One of the columns, titled store location, holds the address including latitude and longitude. The purpose of the program below is to take the latitude and longitude out of the store location cell and place each in its own cell. When the file is cut down to ~1.04 million rows, my program works properly.
1 import pandas as pd
2
3 #import the original file
4 sales = pd.read_csv('Iowa_Liquor_Sales.csv', header=0)
5
6 #transfer the copies into lists
7 lat = sales['STORE LOCATION']
8 lon = sales['STORE LOCATION']
9
10 #separate the latitude and longitude from each cell into their own list
11 hold = [i.split('(', 1)[1] for i in lat]
12 lat2 = [i.split(',', 1)[0] for i in hold]
13 lon2 = [i.split(',', 1)[1] for i in hold]
14 lon2 = [i.split(')', 1)[0] for i in lon2]
15
16 #put the now separate latitude and longitude back into their own columns
17 sales['LATITUDE'] = lat2
18 sales['LONGITUDE'] = lon2
19
20 #drop the store location column
21 sales = sales.drop(['STORE LOCATION'], axis=1)
22
23 #export the new panda data frame into a new file
24 sales.to_csv('liquor_data2.csv')
However, when I try to run the code with the full 3.04 million line file, it gives me this error:
Traceback (most recent call last):
File "<input>", line 1, in <module>
File "C:\Python34\lib\site-packages\pandas\core\generic.py", line 1595, in drop
dropped = self.reindex(**{axis_name: new_axis})
File "C:\Python34\lib\site-packages\pandas\core\frame.py", line 2505, in reindex
**kwargs)
File "C:\Python34\lib\site-packages\pandas\core\generic.py", line 1751, in reindex
self._consolidate_inplace()
File "C:\Python34\lib\site-packages\pandas\core\generic.py", line 2132, in _consolidate_inplace
self._data = self._protect_consolidate(f)
File "C:\Python34\lib\site-packages\pandas\core\generic.py", line 2125, in _protect_consolidate
result = f()
File "C:\Python34\lib\site-packages\pandas\core\generic.py", line 2131, in <lambda>
f = lambda: self._data.consolidate()
File "C:\Python34\lib\site-packages\pandas\core\internals.py", line 2833, in consolidate
bm._consolidate_inplace()
File "C:\Python34\lib\site-packages\pandas\core\internals.py", line 2838, in _consolidate_inplace
self.blocks = tuple(_consolidate(self.blocks))
File "C:\Python34\lib\site-packages\pandas\core\internals.py", line 3817, in _consolidate
_can_consolidate=_can_consolidate)
File "C:\Python34\lib\site-packages\pandas\core\internals.py", line 3840, in _merge_blocks
new_values = _vstack([b.values for b in blocks], dtype)
File "C:\Python34\lib\site-packages\pandas\core\internals.py", line 3870, in _vstack
return np.vstack(to_stack)
File "C:\Python34\lib\site-packages\numpy\core\shape_base.py", line 228, in vstack
return _nx.concatenate([atleast_2d(_m) for _m in tup], 0)
MemoryError
I tried running the code line-by-line in the python console and found that the error occurs after the program runs the sales = sales.drop(['STORE LOCATION'], axis=1) line.
I have searched for similar issues elsewhere and the only answer I have come up with is chunking the file as it is read by the program, like this:
#import the original file
df = pd.read_csv('Iowa_Liquor_Sales7.csv', header=0, chunksize=chunksize)
sales = pd.concat(df, ignore_index=True)
My only problem with that is then I get this error:
Traceback (most recent call last):
File "C:/Users/Aaron/PycharmProjects/DATA/Liquor_Reasign_Pd.py", line 14, in <module>
lat = sales['STORE LOCATION']
TypeError: 'TextFileReader' object is not subscriptable
My google-foo is all foo'd out.
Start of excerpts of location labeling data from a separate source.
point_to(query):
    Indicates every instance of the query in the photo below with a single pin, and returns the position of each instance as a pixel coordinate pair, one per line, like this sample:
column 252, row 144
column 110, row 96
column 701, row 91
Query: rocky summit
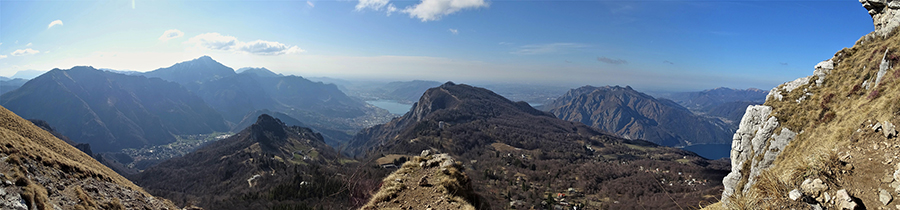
column 427, row 181
column 39, row 171
column 829, row 140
Anyone know what to do?
UPDATE
I should specify that with the chunking method,the error comes about when the program tries to duplicate the store location column.
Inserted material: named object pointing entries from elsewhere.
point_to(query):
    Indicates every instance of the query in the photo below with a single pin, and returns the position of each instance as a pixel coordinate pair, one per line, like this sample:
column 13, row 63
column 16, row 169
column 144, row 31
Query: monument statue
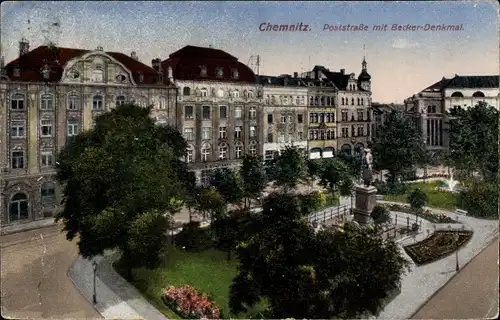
column 366, row 166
So I found an answer to my issue. I ran the program in python 2.7 instead of python 3.4. The only change I made was deleting line 8, as it is unused. I don't know if 2.7 just handles the memory issue differently, or if I had improperly installed the pandas package in 3.4. I will reinstall pandas in 3.4 to see if that was the problem, but if anyone else has a similar issue, try your program in 2.7.
UPDATE Realized that I was running 32 bit python on a 64 bit machine. I upgraded my versions of python and it runs without memory errors now.